Оуэн пожал плечами. В рубашке с открытым воротом и распахнутой кожаной куртке он, казалось, чувствовал себя в полном порядке. Гая охватило совершенно непонятное желание чем-нибудь огорошить, избить его, сокрушить, но прежде всего вырвать из самодовольной успокоенности, которую тот излучал, сидя в кресле.
— Послушай, — тихо начал Гай. — Я…
Но одновременно заговорил и Оуэн — и продолжал бубнить, не глядя на Гая, который застыл посреди комнаты, забыв закрыть рот.
— …вторично. Женился через два месяца после развода, и сразу пошли неприятности. Не знаю, может, с Мириам получилось бы по-другому, только, думаю, еще хуже. Луиза два месяца назад взбрыкнула и ушла, чуть не сожгла мне весь дом, а дом-то большой, многоквартирный.
Он все бубнил, подливая себе виски из бутылки, которую пододвинул поближе, и в том, как по-хозяйски распоряжался Оуэн, Гаю почудилось неуважение, явный вызов по отношению к нему самому. Гай вспомнил, как сам вел себя на разбирательстве — для мужа жертвы вел, мягко говоря, весьма посредственно. Так с какой стати Оуэну его уважать?
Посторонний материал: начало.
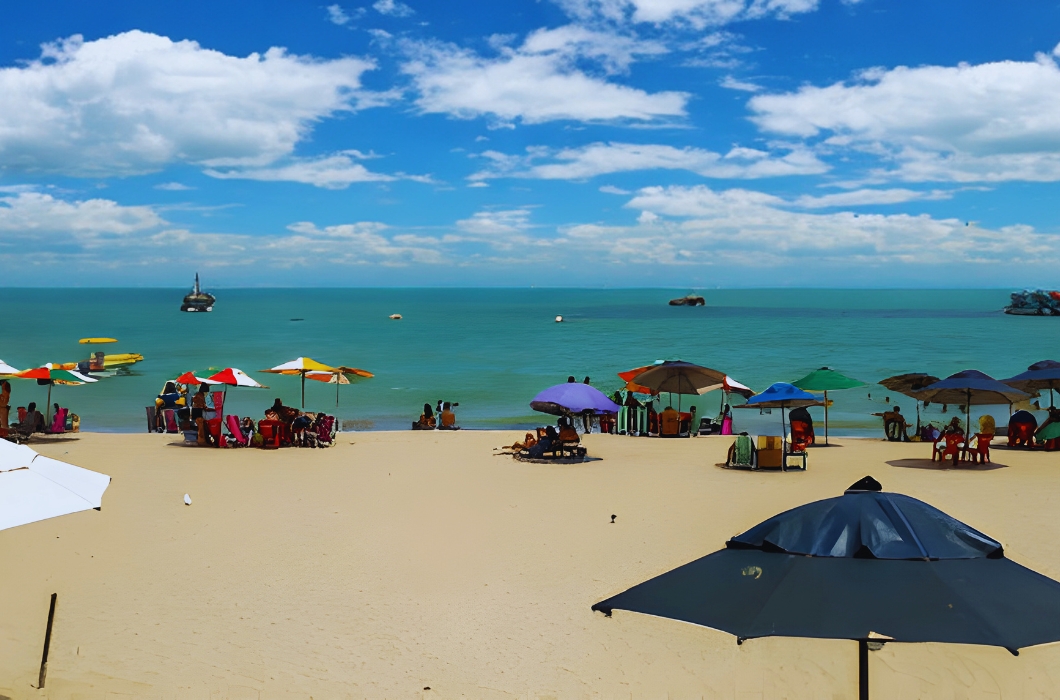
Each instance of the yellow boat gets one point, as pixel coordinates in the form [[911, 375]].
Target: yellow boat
[[109, 362]]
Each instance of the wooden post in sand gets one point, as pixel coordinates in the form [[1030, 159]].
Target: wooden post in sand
[[48, 643]]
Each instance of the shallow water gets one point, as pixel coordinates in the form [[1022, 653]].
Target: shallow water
[[492, 350]]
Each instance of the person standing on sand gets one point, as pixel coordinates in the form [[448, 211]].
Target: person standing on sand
[[4, 403]]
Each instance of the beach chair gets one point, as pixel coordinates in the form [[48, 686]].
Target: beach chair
[[981, 453], [1021, 433], [271, 432], [771, 452], [170, 416], [58, 422], [325, 431], [741, 454], [948, 445], [235, 431]]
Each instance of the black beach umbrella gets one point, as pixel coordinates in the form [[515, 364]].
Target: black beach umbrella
[[1044, 374], [908, 384], [677, 377], [969, 387], [868, 566]]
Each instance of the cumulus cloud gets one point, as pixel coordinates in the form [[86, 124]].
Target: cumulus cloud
[[701, 226], [597, 159], [987, 122], [37, 229], [392, 7], [136, 102], [337, 16], [870, 196], [541, 81], [698, 14], [335, 172], [29, 214]]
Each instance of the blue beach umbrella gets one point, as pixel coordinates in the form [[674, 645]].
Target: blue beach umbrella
[[1044, 374], [572, 398], [781, 396], [969, 387]]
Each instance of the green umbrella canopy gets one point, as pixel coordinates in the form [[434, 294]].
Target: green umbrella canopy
[[826, 380]]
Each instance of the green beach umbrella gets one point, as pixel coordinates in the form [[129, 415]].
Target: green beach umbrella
[[826, 380]]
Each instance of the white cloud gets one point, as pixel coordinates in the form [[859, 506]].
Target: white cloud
[[392, 7], [732, 84], [497, 224], [696, 225], [869, 196], [335, 172], [33, 214], [337, 16], [596, 159], [135, 102], [539, 82], [988, 122], [698, 14], [92, 234]]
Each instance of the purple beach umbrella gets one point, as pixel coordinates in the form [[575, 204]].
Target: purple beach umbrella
[[572, 398]]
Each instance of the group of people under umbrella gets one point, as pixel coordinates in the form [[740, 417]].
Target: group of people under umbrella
[[282, 425], [965, 388]]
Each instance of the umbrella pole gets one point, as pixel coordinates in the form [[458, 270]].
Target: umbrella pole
[[862, 669], [826, 417]]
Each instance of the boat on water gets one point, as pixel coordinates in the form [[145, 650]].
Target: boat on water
[[198, 300], [1035, 302]]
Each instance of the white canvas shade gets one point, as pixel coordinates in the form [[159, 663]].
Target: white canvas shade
[[34, 487]]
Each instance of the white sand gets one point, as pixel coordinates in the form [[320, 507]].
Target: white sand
[[398, 561]]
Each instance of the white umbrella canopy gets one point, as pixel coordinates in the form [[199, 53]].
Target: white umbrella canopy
[[34, 487]]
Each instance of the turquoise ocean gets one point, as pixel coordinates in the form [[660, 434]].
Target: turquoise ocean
[[493, 349]]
— Страшное дело, но мужику достается хуже всего, потому что у баб язык лучше подвешен. Взять хоть ту же Луизу, захоти она вернуться в ту многоквартирку, так ее примут с распростертыми объятиями, а позволь я себе всего лишь…
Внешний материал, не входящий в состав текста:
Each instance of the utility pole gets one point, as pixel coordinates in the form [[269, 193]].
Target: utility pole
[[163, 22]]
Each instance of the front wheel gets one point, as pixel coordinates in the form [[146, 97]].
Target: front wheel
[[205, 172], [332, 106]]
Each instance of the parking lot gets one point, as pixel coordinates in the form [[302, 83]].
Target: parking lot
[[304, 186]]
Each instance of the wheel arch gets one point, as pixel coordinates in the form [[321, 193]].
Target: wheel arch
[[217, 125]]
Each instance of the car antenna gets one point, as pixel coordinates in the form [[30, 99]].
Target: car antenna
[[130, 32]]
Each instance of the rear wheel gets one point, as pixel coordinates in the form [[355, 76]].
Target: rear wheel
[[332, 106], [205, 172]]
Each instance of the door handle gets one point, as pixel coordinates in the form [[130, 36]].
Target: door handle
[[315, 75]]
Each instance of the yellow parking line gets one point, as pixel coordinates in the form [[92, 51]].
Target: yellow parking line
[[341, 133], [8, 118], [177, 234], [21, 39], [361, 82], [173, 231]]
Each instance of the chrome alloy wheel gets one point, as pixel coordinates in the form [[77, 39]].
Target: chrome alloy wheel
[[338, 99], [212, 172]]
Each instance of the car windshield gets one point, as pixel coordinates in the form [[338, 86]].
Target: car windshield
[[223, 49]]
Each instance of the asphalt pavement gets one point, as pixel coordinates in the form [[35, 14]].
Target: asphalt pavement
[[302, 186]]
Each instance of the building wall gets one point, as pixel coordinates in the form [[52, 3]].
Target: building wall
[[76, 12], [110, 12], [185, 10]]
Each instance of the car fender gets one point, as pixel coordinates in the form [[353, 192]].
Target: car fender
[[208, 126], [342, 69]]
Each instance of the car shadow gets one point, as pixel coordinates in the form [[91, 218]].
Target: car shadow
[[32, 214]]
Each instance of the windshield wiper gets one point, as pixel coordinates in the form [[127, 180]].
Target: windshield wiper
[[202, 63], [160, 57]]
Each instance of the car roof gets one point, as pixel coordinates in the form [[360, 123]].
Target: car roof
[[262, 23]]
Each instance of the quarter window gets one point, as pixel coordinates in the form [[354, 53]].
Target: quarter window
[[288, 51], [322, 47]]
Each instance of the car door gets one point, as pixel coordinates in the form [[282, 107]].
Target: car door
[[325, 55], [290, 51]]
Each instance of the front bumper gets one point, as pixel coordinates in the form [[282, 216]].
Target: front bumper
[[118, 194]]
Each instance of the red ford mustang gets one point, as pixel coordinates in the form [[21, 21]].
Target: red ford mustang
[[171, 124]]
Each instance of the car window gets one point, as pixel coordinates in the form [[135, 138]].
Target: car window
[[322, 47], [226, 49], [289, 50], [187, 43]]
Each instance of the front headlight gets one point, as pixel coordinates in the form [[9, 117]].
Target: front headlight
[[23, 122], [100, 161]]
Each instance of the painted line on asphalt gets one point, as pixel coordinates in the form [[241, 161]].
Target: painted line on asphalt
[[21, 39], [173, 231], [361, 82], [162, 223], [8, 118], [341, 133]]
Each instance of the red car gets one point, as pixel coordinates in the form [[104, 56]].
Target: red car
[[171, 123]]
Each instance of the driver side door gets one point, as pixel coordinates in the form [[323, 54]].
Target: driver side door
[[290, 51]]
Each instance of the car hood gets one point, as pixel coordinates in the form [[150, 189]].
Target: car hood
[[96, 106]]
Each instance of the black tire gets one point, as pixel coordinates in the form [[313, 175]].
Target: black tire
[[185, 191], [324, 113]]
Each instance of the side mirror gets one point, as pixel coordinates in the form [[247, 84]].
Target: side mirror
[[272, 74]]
— Послушайте! — оборвал его Гай, не в силах больше все это выносить. — Я… я тоже убил человека! Я тоже убийца!
Оуэн опять уперся в пол обеими ногами, опять выпрямился, взглянул на Гая, потом на окно и снова на Гая, словно прикидывал, как лучше — сбежать или сопротивляться, но пьяное удивление и страх так слабо, так нерешительно обозначились у него на лице, что это само по себе выглядело издевательством над глубокой серьезностью Гая. Оуэн решил было поставить стакан на стол, но передумал.
— Как это? — спросил он.
— Послушайте! — крикнул Гай. — Послушайте, я конченый человек. Меня, можно сказать, уже нет на этом свете, потому что я решил пойти и сдаться полиции. Сей же час! Потому что я убил, вы это понимаете? Не делайте вид, что вас это не касается, не откидывайтесь снова на спинку кресла!
— Почему нельзя откинуться на спинку? — вопросил Оуэн, сжимая обеими руками стакан, в который только что налил свежую порцию виски и кока-колы.
— Вы хоть понимаете, что я убийца, я лишил человека жизни, на что никто из разумных существ не имеет права?
Оуэн, возможно, кивнул в ответ, а возможно, и нет. Во всяком случае, он не торопясь отхлебнул из стакана.
Гай сверлил его взглядом. Слова, тысячи и тысячи непроизнесенных слов, казалось, склубились и проникли в кровь, горячими волнами устремились от стиснутых кулаков вверх по рукам. То были ругательства по адресу Оуэна, отдельные предложения и целые куски из написанного утром признания, которые смешались в кашу из-за того, что развалившийся в кресле пьяный кретин не пожелал его выслушать. Пьяный кретин решил напустить на себя безразличие. Пожалуй, он, Гай, и впрямь не похож не убийцу — в своей чистенькой белой рубашке, шелковом галстуке, темно-синих брюках; возможно даже, что и его напряженное лицо не покажется стороннему человеку лицом убийцы.